Vamos a preparar el material, ya que creo que es una de las cosas que a la mayoria nos a pasado y nos ha frenado en muchos proyectos, sobre todos a los que estan en el interior donde no era facil conseguir gabinetes de acuerdo a nuestras necesidades....


Con los materiales y posibilidades que hay on dia icnluyendo herramientas para el hobbysta y la compra via internet se pueden hacer cosas muy buenas y que estan al alcance de cualquiera que tenga un poco de habilidad manual, yo en tu caso ya he visto tus trabajos, excelentes y muy prolijos..

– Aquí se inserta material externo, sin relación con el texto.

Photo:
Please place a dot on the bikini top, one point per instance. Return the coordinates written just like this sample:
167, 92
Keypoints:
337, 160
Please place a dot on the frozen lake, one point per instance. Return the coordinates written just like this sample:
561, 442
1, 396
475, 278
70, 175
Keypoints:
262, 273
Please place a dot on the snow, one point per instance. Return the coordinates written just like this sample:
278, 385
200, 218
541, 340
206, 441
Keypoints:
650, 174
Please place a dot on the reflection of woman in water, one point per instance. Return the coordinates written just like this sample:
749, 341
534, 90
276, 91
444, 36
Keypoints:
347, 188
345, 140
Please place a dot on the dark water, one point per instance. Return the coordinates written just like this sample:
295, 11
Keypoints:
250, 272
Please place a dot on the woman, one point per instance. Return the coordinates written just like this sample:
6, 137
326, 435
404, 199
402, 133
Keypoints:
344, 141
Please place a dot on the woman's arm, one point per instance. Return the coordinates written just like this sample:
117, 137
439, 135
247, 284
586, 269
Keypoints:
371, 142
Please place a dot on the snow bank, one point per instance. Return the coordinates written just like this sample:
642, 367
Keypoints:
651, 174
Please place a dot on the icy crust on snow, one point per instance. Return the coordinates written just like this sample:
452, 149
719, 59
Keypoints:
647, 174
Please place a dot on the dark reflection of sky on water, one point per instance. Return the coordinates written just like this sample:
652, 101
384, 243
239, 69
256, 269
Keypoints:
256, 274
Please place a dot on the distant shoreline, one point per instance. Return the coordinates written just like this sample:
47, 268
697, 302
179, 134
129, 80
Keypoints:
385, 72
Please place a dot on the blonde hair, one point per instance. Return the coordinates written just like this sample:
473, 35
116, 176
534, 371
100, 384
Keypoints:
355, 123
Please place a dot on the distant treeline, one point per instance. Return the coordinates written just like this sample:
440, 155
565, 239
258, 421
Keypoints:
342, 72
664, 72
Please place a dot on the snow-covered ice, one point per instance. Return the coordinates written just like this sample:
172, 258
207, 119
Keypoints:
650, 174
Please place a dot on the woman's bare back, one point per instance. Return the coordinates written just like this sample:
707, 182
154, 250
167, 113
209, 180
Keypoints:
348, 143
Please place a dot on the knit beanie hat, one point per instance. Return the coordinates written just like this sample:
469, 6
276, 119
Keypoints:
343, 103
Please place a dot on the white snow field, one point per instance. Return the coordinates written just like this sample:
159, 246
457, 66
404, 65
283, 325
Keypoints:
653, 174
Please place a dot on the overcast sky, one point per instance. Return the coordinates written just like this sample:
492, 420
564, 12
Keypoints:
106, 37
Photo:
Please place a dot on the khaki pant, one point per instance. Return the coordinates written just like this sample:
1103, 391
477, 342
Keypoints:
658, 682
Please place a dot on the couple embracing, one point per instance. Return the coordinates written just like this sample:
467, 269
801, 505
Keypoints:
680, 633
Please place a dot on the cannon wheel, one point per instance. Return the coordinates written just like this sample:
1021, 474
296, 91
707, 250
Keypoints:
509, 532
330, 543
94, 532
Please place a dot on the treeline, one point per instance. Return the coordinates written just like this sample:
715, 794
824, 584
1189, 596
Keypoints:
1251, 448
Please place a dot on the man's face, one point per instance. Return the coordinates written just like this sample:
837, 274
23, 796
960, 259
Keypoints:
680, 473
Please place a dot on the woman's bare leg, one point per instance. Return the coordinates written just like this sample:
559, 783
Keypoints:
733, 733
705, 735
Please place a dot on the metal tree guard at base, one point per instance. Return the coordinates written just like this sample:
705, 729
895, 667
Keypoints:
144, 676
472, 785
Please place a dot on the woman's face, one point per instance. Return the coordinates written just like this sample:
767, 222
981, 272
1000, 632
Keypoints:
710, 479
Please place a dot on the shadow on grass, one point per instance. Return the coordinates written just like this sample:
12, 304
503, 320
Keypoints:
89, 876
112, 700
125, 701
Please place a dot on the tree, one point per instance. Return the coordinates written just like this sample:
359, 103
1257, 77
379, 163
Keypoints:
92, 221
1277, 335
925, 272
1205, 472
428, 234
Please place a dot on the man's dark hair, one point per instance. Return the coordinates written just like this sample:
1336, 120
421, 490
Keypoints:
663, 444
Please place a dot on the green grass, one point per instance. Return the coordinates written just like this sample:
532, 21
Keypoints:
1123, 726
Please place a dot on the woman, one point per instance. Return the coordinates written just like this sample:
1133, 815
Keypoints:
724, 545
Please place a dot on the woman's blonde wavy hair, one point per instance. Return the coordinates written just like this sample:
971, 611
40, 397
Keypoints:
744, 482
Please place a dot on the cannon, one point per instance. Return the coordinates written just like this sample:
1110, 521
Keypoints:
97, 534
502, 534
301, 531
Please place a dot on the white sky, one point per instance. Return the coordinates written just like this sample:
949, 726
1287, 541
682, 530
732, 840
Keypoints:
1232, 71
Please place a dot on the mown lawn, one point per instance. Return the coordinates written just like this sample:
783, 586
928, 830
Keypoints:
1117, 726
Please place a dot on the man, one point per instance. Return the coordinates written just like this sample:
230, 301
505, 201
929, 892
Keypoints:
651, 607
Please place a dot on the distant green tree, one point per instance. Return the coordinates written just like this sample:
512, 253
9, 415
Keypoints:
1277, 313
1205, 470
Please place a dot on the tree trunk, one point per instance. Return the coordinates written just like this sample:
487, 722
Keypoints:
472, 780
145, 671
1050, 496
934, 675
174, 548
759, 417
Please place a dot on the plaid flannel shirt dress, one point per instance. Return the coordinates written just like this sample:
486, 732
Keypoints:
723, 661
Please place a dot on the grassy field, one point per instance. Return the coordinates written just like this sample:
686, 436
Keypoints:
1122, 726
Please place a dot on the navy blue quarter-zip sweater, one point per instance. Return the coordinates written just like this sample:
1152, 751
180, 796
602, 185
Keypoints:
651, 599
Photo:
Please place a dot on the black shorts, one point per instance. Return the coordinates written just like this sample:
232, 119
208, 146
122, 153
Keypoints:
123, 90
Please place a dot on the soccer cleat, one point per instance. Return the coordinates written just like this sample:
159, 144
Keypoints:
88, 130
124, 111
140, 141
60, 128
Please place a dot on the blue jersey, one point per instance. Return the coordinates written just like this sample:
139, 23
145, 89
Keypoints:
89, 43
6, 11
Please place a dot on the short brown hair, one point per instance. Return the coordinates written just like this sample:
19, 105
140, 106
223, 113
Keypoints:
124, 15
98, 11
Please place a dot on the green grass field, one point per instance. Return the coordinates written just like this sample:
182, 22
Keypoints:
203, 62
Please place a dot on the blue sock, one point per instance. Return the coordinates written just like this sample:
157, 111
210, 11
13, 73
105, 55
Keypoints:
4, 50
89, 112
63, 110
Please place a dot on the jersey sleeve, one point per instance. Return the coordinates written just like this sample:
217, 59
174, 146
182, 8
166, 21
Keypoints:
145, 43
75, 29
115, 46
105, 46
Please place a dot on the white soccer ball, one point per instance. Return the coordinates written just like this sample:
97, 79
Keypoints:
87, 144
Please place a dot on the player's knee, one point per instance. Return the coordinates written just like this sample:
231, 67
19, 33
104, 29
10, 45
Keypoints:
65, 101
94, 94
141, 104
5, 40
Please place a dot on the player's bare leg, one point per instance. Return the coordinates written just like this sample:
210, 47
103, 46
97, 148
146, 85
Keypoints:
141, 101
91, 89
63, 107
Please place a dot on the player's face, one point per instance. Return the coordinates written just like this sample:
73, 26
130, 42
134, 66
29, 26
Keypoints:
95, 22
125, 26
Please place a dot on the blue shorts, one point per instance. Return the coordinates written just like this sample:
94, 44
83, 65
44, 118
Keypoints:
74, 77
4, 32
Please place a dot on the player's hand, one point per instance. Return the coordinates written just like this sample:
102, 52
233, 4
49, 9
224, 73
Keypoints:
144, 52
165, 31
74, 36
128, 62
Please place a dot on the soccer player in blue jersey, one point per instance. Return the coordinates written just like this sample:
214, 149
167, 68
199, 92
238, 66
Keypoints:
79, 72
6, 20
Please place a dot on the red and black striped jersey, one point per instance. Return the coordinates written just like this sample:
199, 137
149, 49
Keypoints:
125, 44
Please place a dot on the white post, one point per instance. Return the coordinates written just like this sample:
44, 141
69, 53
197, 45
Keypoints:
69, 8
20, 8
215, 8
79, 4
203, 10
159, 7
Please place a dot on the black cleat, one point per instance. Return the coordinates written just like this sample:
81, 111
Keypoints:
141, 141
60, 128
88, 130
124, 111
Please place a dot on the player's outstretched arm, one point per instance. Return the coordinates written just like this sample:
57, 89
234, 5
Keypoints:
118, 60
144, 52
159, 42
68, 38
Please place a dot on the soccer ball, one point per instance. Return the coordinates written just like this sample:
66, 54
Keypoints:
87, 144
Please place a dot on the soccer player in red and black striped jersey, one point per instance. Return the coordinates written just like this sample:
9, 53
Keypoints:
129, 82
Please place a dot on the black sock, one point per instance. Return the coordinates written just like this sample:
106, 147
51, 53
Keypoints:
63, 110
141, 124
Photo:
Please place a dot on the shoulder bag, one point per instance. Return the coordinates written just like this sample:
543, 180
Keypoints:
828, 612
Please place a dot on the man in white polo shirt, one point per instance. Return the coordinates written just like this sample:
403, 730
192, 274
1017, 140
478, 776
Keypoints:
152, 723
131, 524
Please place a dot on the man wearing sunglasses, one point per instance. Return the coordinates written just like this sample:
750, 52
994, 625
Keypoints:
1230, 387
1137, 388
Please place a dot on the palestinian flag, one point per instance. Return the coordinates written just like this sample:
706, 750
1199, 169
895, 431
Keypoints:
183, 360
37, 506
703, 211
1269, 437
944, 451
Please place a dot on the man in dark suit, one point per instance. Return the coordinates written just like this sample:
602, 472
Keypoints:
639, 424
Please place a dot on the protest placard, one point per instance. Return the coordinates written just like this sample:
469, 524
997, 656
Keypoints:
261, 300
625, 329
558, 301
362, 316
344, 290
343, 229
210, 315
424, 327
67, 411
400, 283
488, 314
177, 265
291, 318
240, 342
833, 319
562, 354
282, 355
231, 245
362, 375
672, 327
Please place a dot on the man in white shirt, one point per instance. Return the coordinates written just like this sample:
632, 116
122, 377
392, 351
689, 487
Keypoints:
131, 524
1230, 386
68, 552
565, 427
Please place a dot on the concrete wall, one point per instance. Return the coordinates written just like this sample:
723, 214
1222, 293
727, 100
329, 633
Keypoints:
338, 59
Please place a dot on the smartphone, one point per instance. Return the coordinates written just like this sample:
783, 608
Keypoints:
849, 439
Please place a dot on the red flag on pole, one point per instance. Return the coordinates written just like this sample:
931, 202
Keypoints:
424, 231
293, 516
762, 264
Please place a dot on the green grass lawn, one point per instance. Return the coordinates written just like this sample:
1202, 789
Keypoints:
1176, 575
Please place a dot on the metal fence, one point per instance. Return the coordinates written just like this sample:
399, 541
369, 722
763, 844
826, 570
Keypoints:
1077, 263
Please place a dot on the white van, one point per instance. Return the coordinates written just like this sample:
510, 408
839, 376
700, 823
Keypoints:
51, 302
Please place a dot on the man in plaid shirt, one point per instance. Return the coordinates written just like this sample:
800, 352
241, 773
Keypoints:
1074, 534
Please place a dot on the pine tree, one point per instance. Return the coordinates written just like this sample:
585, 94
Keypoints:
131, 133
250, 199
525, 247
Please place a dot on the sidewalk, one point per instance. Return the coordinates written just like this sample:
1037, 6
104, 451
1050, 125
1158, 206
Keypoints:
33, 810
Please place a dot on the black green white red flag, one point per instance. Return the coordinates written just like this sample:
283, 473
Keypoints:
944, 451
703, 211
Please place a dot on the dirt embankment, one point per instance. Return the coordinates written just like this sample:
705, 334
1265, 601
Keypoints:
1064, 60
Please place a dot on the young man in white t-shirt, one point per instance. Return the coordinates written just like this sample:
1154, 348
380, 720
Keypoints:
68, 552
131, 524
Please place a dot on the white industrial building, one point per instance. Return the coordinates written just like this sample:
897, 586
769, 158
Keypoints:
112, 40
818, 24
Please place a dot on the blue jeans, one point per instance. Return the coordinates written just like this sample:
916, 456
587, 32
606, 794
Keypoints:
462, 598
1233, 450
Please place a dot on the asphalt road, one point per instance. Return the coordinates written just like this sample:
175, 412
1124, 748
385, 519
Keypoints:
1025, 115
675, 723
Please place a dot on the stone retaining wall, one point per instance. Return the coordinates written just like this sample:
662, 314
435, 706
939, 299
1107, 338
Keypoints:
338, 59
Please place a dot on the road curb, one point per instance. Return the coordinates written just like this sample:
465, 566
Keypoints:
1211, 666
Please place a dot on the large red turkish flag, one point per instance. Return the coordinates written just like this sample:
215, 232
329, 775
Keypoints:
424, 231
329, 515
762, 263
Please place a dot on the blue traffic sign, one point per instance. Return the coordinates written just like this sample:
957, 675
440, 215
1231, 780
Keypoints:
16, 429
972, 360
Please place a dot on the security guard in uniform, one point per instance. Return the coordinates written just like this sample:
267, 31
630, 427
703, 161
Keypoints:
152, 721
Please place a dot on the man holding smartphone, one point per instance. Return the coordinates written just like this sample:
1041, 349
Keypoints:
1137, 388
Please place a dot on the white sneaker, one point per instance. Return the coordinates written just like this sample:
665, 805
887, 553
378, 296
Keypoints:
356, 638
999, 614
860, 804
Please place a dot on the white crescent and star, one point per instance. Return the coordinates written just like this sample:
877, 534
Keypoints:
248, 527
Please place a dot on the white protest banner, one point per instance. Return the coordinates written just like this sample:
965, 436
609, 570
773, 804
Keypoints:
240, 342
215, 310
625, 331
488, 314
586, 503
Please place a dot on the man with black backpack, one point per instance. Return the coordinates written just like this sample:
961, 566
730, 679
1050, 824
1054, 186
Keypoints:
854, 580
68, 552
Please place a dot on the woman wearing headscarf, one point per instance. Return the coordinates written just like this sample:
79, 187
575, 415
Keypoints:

Asi que bueno veo como preparo el materilal ja casi seguro que voy a tener que hacer el dispositivo, porque no encuentro las fotos y otras cosas, creo que me las pidieron y alli fue el material, pero no importa, lo haremos para compartirlo con la comunidad, ja, en mi caso gozo de mis primos que tienen fresadoras de torreta con reglas electrónica con precisión de .01 y alli hago las cosas raras

incluso algo que ahora no se consigue esos adaptadores para potes que se enroscaban en el cuepro y tenia una forma similar para sujetar en el frente tan comunes hace muchos años recuerdo eran de latón

Saludos desde mi Córdoba natal


----------



## matiaszener (Jun 28, 2013)

Hola comunidad, tengo una gran inquietud, tengo en mente un proyecto el cual consiste el conectar mi controlador de cd vieja a mi pc, para esto utilize un joystick usb y dos programillas, esta* qu*edando barbaroo!!! pero el uni*c*o problema que tengo son los potenciometros !!!! el joystick tiene dos potenciometros circulares por cada analogico (en total 4 potenciometros) cuando *qu*iero conectar mi pòtenciometro deslizable se me hace un liooo, alguna sugerencia??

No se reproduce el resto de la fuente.